Hemp advocates say recent FDA communique makes need for legislation even more pressing
On Tuesday the US Food and Drug Administration published a list of guidance documents it expects to publish within the next year. The list included a number of FSMA rules and food safety questions and two entries that bear directly on the dietary supplement industry: a commitment to publish at least a portion of a revised New Dietary Ingredient guidance and a guidance on the convening of self affirmation GRAS panels.
Notably absent was a commitment to publish anything about the hemp/CBD question. FDA had given itself a deadline of July 2022 to publish the documents. Given the time that has passed since the hemp/CBD market began to explode in late 2018 the omission was met with disappointment by industry stakeholders.
“FDA has not devoted very much attention to this issue since the last Farm Bill in 2018,” said Jonathan Miller, chief counsel for the US Hemp Roundtable and an attorney in the firm Frost Brown Todd.
“It makes it that much more clear that we need to pass legislation,” Miller told NutraIngredients-USA. “If we wait on the FDA we will be waiting a long time.”
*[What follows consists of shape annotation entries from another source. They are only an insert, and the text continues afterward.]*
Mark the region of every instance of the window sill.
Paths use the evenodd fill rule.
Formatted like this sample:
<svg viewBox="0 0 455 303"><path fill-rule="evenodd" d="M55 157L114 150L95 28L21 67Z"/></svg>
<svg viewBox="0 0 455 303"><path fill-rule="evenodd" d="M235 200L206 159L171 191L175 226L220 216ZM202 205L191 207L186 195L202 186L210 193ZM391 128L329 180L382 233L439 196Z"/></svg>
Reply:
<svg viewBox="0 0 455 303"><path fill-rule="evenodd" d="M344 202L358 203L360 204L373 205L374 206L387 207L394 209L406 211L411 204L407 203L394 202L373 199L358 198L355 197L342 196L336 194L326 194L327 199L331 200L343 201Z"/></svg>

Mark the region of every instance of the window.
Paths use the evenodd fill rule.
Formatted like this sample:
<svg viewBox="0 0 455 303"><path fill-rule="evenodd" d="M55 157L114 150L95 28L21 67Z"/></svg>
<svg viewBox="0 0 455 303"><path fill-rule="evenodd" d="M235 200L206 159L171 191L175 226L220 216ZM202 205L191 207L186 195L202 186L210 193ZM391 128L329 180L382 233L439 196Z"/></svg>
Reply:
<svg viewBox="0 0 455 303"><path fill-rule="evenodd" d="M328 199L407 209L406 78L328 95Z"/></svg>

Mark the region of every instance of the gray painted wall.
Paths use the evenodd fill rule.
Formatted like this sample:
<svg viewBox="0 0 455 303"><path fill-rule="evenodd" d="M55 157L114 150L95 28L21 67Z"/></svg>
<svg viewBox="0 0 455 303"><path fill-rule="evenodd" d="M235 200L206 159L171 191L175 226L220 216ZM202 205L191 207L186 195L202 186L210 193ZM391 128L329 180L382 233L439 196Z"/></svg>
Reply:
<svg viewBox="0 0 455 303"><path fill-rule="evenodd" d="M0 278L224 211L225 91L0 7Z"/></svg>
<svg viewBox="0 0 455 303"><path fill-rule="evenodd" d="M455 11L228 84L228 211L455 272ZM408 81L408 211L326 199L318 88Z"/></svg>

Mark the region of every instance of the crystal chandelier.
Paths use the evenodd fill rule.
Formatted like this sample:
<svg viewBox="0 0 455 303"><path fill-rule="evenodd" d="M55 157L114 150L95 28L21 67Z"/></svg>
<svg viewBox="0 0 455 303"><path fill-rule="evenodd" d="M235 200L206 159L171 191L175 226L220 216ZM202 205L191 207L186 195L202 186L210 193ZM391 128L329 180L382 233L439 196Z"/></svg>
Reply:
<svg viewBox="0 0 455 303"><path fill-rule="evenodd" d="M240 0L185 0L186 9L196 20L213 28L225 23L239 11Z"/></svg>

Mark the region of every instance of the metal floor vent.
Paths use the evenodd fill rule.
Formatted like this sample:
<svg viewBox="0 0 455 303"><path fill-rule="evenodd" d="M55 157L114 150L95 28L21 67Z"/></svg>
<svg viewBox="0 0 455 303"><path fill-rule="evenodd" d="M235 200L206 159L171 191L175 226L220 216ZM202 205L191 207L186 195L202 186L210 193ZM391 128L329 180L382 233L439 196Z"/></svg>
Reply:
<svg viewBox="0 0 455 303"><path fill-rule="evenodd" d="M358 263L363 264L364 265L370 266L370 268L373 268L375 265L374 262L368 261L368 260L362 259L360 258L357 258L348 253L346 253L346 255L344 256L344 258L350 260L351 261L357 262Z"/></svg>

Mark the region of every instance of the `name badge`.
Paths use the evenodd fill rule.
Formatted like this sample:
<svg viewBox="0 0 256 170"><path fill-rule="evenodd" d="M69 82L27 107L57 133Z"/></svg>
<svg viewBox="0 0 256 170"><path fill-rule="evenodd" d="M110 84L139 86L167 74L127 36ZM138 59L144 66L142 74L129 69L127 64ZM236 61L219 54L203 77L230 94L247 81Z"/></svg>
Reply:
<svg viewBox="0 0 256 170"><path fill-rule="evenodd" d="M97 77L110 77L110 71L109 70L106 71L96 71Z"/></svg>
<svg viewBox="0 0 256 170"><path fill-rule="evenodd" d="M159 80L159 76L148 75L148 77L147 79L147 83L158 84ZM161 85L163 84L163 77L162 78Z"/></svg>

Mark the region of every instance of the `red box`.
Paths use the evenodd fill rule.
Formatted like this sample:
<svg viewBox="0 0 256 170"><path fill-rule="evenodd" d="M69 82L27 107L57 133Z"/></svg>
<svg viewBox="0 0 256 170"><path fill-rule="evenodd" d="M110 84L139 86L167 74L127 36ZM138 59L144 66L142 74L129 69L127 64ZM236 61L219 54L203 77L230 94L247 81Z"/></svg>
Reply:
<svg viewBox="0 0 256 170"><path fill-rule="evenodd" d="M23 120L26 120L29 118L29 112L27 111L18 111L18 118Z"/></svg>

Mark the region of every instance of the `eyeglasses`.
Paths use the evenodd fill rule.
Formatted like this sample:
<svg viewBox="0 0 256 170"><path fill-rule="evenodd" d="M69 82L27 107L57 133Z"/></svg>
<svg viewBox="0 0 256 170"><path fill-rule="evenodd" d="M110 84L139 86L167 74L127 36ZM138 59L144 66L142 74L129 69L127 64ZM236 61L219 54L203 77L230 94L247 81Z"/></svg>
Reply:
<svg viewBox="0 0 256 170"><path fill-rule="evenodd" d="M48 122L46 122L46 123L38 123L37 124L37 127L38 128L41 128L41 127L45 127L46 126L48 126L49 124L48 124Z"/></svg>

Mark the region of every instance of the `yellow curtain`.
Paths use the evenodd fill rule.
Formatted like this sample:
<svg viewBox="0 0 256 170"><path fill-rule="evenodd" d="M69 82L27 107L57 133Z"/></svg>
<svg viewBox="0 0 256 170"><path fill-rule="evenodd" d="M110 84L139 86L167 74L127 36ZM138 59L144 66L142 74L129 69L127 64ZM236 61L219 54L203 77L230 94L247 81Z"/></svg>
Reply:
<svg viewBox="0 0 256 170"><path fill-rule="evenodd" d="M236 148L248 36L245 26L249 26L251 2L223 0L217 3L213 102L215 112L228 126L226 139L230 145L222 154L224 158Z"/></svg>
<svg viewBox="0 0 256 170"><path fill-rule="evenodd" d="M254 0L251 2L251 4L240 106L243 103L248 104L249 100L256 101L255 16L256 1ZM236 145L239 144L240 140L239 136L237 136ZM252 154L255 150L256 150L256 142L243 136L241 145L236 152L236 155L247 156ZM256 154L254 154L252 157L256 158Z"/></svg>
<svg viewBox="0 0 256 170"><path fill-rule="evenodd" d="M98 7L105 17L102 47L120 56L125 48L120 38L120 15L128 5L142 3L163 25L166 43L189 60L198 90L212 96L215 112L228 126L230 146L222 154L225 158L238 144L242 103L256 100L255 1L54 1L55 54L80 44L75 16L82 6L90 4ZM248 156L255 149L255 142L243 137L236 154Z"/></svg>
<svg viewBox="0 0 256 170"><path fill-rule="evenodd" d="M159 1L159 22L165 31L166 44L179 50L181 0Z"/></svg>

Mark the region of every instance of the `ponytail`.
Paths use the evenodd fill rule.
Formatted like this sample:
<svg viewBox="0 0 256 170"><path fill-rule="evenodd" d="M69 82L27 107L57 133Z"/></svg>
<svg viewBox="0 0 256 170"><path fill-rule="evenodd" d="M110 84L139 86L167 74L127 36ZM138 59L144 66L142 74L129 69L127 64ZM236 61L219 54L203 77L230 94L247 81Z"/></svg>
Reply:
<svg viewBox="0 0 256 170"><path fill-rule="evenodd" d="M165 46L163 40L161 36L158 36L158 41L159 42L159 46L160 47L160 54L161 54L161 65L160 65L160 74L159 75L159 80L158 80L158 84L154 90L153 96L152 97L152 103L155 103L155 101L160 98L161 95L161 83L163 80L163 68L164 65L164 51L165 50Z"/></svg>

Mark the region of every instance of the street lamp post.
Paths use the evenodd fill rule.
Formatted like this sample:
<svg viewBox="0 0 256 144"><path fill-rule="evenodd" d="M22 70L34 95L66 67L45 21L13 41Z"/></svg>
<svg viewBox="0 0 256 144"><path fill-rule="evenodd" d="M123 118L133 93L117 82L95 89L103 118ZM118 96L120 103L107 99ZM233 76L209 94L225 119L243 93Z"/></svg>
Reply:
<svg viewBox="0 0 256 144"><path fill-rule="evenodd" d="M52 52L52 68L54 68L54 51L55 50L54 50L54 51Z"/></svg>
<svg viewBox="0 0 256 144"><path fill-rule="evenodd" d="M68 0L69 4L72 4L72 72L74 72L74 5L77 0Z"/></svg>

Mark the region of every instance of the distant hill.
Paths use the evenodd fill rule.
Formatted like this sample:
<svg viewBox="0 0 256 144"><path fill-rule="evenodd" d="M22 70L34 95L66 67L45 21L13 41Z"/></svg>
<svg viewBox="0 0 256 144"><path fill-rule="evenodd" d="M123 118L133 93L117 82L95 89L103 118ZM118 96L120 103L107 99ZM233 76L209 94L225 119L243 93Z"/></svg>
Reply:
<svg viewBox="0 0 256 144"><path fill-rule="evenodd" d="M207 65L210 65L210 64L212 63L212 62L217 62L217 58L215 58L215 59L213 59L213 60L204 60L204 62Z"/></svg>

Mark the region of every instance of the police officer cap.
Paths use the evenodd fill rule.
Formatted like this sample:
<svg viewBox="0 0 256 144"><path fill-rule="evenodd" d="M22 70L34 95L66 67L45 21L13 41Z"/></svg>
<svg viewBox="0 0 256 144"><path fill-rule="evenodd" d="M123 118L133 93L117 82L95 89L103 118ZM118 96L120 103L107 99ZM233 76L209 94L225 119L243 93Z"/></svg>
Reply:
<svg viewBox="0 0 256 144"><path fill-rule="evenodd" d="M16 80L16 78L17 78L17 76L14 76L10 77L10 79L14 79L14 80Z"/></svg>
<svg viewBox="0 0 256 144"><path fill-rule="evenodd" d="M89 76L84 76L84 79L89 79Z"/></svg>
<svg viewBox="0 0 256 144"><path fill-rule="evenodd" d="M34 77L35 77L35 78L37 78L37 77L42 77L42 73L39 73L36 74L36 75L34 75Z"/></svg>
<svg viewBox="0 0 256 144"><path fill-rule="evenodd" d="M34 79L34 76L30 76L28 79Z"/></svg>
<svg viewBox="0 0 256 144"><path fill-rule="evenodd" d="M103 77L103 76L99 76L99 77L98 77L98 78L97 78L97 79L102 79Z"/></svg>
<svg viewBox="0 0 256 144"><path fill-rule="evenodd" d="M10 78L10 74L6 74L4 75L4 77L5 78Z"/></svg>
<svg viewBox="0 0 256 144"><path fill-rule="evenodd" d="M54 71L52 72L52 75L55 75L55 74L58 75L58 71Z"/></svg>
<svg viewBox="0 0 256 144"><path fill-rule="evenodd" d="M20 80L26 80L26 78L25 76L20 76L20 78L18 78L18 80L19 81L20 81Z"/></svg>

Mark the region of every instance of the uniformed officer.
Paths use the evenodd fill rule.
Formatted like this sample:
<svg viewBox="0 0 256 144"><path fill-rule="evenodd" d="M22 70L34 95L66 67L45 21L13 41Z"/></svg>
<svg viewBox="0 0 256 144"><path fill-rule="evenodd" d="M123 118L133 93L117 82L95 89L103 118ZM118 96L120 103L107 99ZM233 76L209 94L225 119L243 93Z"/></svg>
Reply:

High profile meeting in 2019
FDA convened a public meeting on the issue in May 2019. The early comment returns from that meeting laid bare the regulatory complexity of the issue. FDA had focused on the safety questions surrounding the ingredient. While the Agency promised a communication on the subject ‘soon’ at that time, teh issue hung fire until the advent of the global pandemic pushed many items to teh back burner.
At the moment FDA considers CBD not to be a legal dietary ingredient. This is because of the work down by GW Pharmaceuticals in researching the effects of its drug Epidiolex, which has been approved for the treatment of seizures for some forms of childhood epilepsy. According to federal law, ingredients first researched as drugs remain in the pharmaceutical realm and can’t subsequently be used in supplements. To date no company has brought forth proof that CBD was on the market as a dietary ingredient before GW began its clinical work.
Miller said his organization is throwing its weight behind several legislative options for resolution of the issue.
“I think there is a real debate going on within the Agency and there are a number of folks there who would prefer to be told what to do by Congress,” Miller said.
Steve Hoffman, principal of Compass Natural Marketing, a firm that has worked on a number of cannabis initiatives, said interested parties can participate in an initiative called Regulate Hemp Now, sponsored by teh roundtable. It seeks to throw support behind two bills before Congress, one in the US House (HR8412) and another in the Senate (SB1698) that would mandate that FDA create regulations for the ingredients.
“Constituents in the hemp industry have come to teh conclusion that it is going to take a literal act of Congress to get FDA to move off the dot,” Hoffman said.
Miller said his group is confident that a bill of some sort will pass this calendar year.
A statement from an FDA spokesman laid open the possibility that the Agency may still move on teh CBD issue even though it’s not on the formal list of priorities.
“The FDA may decide on which guidance topics to publish based on, among other things, current and emerging public health issues and presidential priorities. However, Agency resources and focus may shift at any time to support emerging and the most pressing public health needs during the calendar year. The FDA cannot give specific details about any of the listed guidance topics,” the statement said.